2.3.3. PromethION oxford nanopore sequencing
The PromethION libraries were prepared by the contracted service provider (Custom Sciences) with ~50 µg of nuclear genomic DNA preparation described above. Here, four libraries were made generating a total of 176,417,984,645 read bases.
2.4. Genome assembly and assessment
2.4.1. Initial quality assessment and subset generation of oxford nanopore reads
All data sets were base called using guppy flip flop software package (Appendix S1) and quality assessed using the fastqc raw reads for quality assessment. To understand the impact of data volume and coverage on ONT assembly, read subsetting was carried out using the porechop software package. The data were subsampled by read length into four read subsamples: >5‐kb reads only (52×), >10‐kb reads only (50×), >22‐kb reads only (33×) and >30 kb (23×) reads only. These values were selected in order to retain sufficient sequencing depth within each subset.
2.4.2. Oxford nanopore assembly
Five long‐read assemblers were used: canu, fyle, wtd, shasta and necat (for parameters and versions used see Appendix S1). In order to further understand the effects of polishing strategies on assembly accuracy, combinations of polishings methods were examined and haplotigs were purged. These include general polishing strategies: racon with four rounds (RX4) of polishing only, racon with eight rounds of polishing both before (RX8) and after pilon (RX8_SR) polishing and haplotig purging (RX8_SR_PH). A sequencer‐specific strategy alone was also included: medaka only (M) polishing, as well as combined polishing approaches: medaka with four iterations of racon polishing both with (M_RX4) and without pilon polishing (M_RX4_SR) and haplotig purging (M_RX4_SR_PH). Each assembly was initially quality checked using quast, busco and LAI.
2.4.3. Hi‐C mapping
The Hi‐C data set was filtered using the Phase Genomics filtration guidelines (https://phasegenomics.github.io/2019/09/19/hic‐alignment‐and‐qc.html). The data successfully passed all quality assessment analysis requiring no additional filtration. The data were mapped to each generated ONT contig set using bwa mem and scaffolding was carried out by salsa2 and allhic (see Appendix S1 for parameters and versions used).

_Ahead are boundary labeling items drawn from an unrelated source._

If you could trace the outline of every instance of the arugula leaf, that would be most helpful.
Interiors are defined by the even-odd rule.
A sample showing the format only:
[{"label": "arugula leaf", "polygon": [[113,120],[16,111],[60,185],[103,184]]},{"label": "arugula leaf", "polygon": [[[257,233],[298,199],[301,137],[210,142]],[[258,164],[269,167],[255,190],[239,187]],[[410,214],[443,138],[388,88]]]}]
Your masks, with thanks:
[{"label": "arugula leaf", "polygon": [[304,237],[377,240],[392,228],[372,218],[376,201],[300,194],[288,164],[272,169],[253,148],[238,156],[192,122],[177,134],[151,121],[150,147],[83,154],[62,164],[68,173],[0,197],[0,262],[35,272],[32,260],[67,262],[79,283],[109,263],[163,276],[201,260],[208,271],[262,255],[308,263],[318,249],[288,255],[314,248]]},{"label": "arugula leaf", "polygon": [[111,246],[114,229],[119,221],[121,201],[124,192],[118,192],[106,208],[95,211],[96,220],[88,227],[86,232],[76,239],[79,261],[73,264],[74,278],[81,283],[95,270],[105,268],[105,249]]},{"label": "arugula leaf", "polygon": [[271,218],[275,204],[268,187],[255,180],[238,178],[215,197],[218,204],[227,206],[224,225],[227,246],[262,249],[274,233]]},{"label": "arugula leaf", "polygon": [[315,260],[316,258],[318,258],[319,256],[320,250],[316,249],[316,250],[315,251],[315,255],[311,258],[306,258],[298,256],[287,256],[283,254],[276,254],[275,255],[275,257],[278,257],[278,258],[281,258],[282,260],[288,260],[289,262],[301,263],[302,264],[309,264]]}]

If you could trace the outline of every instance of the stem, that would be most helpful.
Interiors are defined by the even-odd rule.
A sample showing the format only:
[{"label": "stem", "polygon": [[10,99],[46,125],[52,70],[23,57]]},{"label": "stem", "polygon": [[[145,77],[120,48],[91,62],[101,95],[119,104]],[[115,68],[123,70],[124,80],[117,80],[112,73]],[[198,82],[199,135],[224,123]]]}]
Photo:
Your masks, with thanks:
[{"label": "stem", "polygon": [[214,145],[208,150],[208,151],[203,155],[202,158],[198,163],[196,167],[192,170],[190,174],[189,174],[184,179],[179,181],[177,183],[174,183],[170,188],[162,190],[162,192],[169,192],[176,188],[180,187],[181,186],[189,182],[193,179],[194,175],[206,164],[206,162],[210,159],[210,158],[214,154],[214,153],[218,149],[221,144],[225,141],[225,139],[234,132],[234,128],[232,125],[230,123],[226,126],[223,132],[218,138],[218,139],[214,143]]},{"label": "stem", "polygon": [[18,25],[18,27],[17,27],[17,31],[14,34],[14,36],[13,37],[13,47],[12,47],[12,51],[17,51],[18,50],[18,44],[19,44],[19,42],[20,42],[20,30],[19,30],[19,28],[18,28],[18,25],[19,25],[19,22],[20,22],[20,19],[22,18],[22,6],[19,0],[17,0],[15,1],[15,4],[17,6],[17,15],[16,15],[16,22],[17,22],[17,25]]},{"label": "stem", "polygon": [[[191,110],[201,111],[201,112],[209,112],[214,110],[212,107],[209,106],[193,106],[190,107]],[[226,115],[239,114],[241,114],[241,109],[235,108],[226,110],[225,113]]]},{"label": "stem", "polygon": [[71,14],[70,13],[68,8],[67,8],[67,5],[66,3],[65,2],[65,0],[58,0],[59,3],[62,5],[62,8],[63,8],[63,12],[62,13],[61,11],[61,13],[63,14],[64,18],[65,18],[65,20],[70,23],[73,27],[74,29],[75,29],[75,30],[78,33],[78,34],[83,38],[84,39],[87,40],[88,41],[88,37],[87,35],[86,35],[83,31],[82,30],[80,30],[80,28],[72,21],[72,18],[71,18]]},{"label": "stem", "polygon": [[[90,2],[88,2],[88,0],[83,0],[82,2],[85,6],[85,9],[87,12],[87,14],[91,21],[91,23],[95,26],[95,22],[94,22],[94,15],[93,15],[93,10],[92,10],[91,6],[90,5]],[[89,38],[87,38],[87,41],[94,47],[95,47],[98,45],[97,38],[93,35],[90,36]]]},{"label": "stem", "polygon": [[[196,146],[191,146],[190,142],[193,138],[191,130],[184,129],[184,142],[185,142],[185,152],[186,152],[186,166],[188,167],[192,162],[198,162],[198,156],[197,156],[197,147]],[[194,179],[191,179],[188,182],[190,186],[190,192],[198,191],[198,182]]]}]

2.4.4. Hi‐C assembly quantitative quality assessment
Each Hi‐C assembly kmer spectrum profile was assessed through meryl and consensus accuracy and completeness were analysed using the merqury toolkit. Map back rates were also used to assess the quality of each assembly using samtools (Cock et al., 2015) flagstat statistics (see Appendix S1 for parameters used). All assemblies were additionally compared using the LAI index which assesses the LTR repeat completeness of plant genomes specifically. On top of this, assemblies were compared through quast (Gurevich et al., 2013) and gene completeness examined through a busco (embryophyta_obd9) identification of complete single copy, duplicated, fragmented and missing genes. Additionally, we used contact map manual inspection by pretextmap and pretextview (https://github.com/wtsi‐hpag/PretextView).
2.4.5. Utilization of Macadamia linkage maps for QC
Nine linkage maps accompanying 64‐bp DartSeq reads were downloaded from the Southern Cross University data repository (http://dx.doi.org/10.25918/5dc2589924ca2). These reads were aligned using blastn to three Hi‐C assemblies (the best assemblies selected based on quantitative assembly accuracy metrics) and only unique hits of >90% identity were used. These markers were mapped to each assembly using allmaps (Tang et al., 2015a) (see Appendix S1 for versions and parameters).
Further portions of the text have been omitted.